Generalized Helmholtz-Kirchhoff model for two dimensional distributed vortex motion

TL;DR

This paper develops a generalized model for two-dimensional vortex motion by expanding the vorticity in Hermite functions, systematically including viscosity and vortex core size effects, and recovers classical models in limiting cases.

Contribution

It introduces a systematic expansion of the 2D Navier-Stokes equations that incorporates viscosity and vortex core size, extending classical point-vortex models.

Findings

Proves convergence of the Hermite expansion.

Recovers Helmholtz-Kirchhoff model in zero viscosity and core size limit.

Shows low-order truncation yields Gaussian vortex interactions.

Abstract

The two-dimensional Navier-Stokes equations are rewritten as a system of coupled nonlinear ordinary differential equations.

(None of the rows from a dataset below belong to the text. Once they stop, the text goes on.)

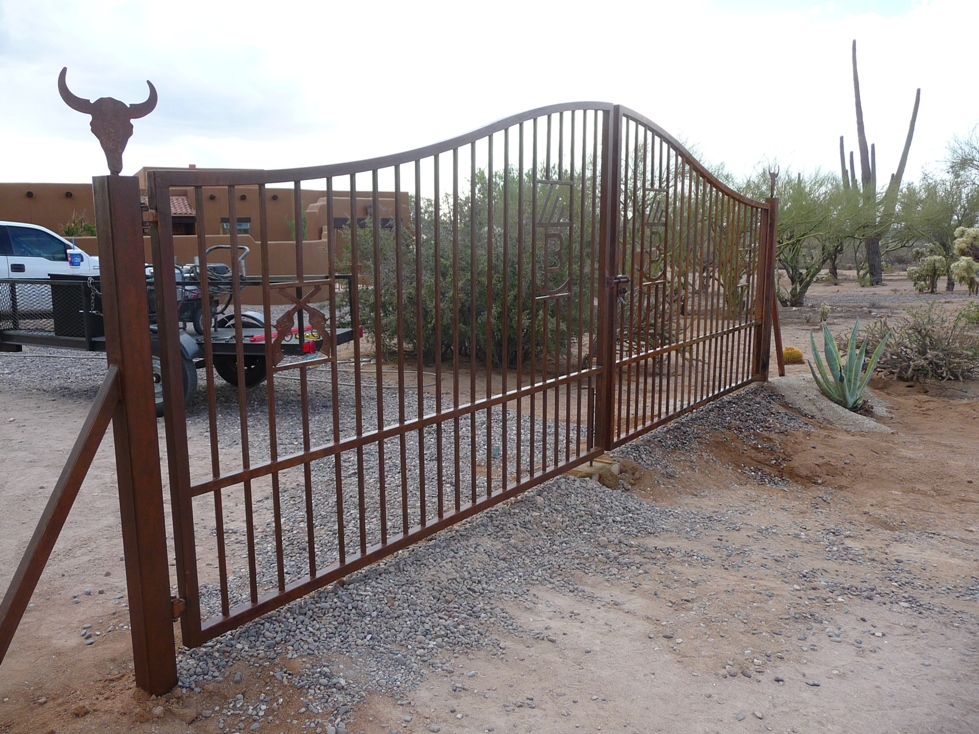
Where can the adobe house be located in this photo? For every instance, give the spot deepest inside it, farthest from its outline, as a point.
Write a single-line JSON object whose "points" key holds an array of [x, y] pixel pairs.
{"points": [[54, 205]]}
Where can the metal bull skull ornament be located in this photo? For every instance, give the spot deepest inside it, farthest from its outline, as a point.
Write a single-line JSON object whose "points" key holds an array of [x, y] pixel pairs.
{"points": [[111, 119]]}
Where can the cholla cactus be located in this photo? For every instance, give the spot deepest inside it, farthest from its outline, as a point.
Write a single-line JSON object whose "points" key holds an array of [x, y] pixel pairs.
{"points": [[967, 242], [965, 271]]}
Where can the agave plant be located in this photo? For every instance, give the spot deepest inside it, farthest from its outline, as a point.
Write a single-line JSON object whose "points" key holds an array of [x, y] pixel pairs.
{"points": [[844, 383]]}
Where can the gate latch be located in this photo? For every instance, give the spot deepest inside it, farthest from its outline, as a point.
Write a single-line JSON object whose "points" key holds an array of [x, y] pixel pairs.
{"points": [[621, 283], [179, 607]]}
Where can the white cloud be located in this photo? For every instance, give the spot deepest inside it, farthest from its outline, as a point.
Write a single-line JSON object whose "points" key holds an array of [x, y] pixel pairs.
{"points": [[305, 83]]}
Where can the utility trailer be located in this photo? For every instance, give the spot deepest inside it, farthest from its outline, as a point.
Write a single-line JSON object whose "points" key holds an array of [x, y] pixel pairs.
{"points": [[65, 312]]}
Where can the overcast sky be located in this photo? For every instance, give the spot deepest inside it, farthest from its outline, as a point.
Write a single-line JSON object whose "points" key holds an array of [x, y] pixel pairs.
{"points": [[288, 83]]}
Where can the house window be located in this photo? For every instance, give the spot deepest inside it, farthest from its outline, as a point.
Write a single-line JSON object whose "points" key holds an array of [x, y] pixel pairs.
{"points": [[244, 225]]}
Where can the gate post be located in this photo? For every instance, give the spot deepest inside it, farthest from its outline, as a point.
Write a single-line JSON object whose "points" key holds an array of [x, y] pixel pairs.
{"points": [[127, 342], [766, 289], [607, 256]]}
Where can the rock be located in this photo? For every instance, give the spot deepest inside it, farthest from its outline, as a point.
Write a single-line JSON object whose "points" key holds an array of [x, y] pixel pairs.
{"points": [[184, 714]]}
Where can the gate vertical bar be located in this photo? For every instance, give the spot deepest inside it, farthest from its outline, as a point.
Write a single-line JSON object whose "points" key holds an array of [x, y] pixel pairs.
{"points": [[174, 410], [765, 293], [120, 235], [607, 247]]}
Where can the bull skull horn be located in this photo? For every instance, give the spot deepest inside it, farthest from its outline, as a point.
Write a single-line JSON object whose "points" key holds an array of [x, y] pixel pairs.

These equations describe the evolution of the moments of an expansion of the vorticity with respect to Hermite functions and of the centers of vorticity concentrations. We prove the convergence of this expansion and show that in the zero viscosity and zero core size limit we formally recover the Helmholtz-Kirchhoff model for the evolution of point-vortices. The present expansion systematically incorporates the effects of both viscosity and finite vortex core size. We also show that a low-order truncation of our expansion leads to the representation of the flow as a system of interacting Gaussian (i.e. Oseen) vortices which previous experimental work has shown to be an accurate approximation to many important physical flows [9].